Tout à coup, Marie entend une joyeuse musique, c'est l'alarme de son téléphone
portable, programmée à 6H45mn. Elle se réveille tout à fait et réalise qu'elle vient de
faire un drôle de rêve... Un rêve qui a commencé par une erreur de sa part ! Elle revoit
nettement la maisonnette, l'accueil froid à l'hôpital, le burger, le petit garçon... Tout ! Elle
comprend pourquoi tout s'est accéléré, la laissant tomber de Charybde en Scylla... Ce
n'était qu'un cauchemar !!! Elle se dirige vers la salle de bain, un sourire illumine son
visage. Distraitement elle branche la cafetière, elle ne peut se défaire de ce rêve si
étrange. Marie sirote son café, aujourd'hui elle n'écoute pas la radio, elle se raconte une
fois encore les événements qui ont tourmenté sa nuit...
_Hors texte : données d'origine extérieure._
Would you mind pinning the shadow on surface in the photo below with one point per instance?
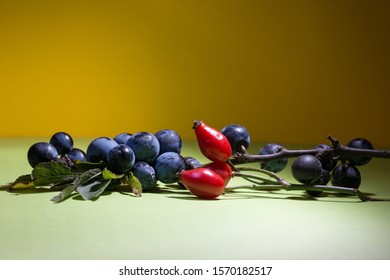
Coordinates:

Légère, elle se rend au cabinet infirmier, elle n'est pas en avance, ses collègues sont
déjà en route. Vite, elle consulte la liste de ses interventions et se rend au 32 avenue du
manoir. Au 5éme étage porte gauche elle frappe et rentre. Madame Yvonne termine son
petit-déjeuner : « Bonjour Marie ! Je sens que tu m'apportes encore toute ta bonne
humeur ce matin ! ». La vieille dame apprécie son infirmière et l'accueille toujours
chaleureusement.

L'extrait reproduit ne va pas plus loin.